The useful check is whether this improves the system behind search performance, not only the words on the page. Internal links, crawlable content, clear entities, current evidence, and a sensible page structure all help the recommendation become easier to trust.
Why DCN Doubts The Removal Process
The DCN letter questions whether Common Crawl follows opt out instructions and whether it removes content when asked. Per Press Gazette, DCN's lawyers are examining whether Common Crawl's statements to publishers "may have been inaccurate. The measurement question is whether this signal changes a decision, not whether it adds another number to a dashboard. Useful reporting connects visibility, engagement, and business outcomes without pretending every AI influenced journey will produce a clean click path.
The reporting question is whether this signal changes a decision. If it only creates another number in a dashboard, it adds noise. If it helps separate profile activity, website visits, calls, bookings, and direction requests, it can make local performance easier to understand.
Why This Matters
The DCN letter targets the stored archive, not just future crawling, and argues the burden should not fall on publishers to opt out in the first place. Most publishers in BuzzStream's sample have already made the blocking decision, with. The search implication is whether the section improves the evidence around the page, not simply whether it adds more wording. Clear entities, crawlable structure, internal links, and useful context are what make the topic easier to evaluate. The same pattern also shows up in AI bot blocking, where the practical question is how the signal becomes visible.
Looking Ahead
Whether DCN escalates depends on how Common Crawl responds, and Common Crawl hasn't said how it will. The two sides want different rules for who acts first. Skrenta is backing standards work that would let sites state their scraping. The search implication is whether the section improves the evidence around the page, not simply whether it adds more wording. Clear entities, crawlable structure, internal links, and useful context are what make the topic easier to evaluate.
What DCN Demands
Why DCN Doubts The Removal Process
Common Crawl's Response
Common Crawl executive director Rich Skrenta declined to comment on the letter when contacted by Press Gazette. He has pushed back on similar claims before. In a November blog post responding to The Atlantic, Skrenta denied that the. The practical question is what this changes in the system: the page structure, the evidence presented, the measurement habit, or the way the topic is connected to related work.
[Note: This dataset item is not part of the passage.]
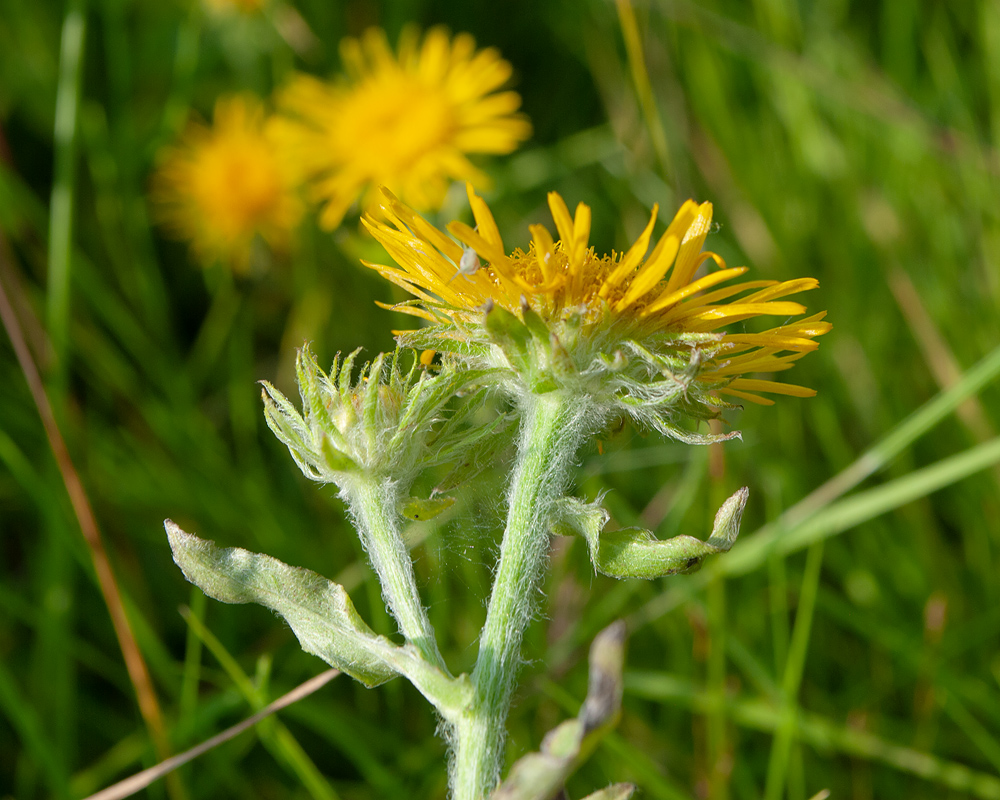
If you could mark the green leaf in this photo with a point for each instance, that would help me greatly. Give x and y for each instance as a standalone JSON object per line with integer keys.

The risk is usually hidden in the execution layer. A page can look fine to a human and still fail for an automated visitor if the form, call to action, rendering path, or confirmation step is not accessible enough for the agent to complete the task.
Why This Matters
Looking Ahead
Introduction Digital Content Next, a trade body representing US digital publishers, has sent a cease and desist letter to the Common Crawl Foundation. The letter demands Common Crawl stop collecting publisher content and remove material. The measurement question is whether this signal changes a decision, not whether it adds another number to a dashboard. Useful reporting connects visibility, engagement, and business outcomes without pretending every AI influenced journey will produce a clean click path.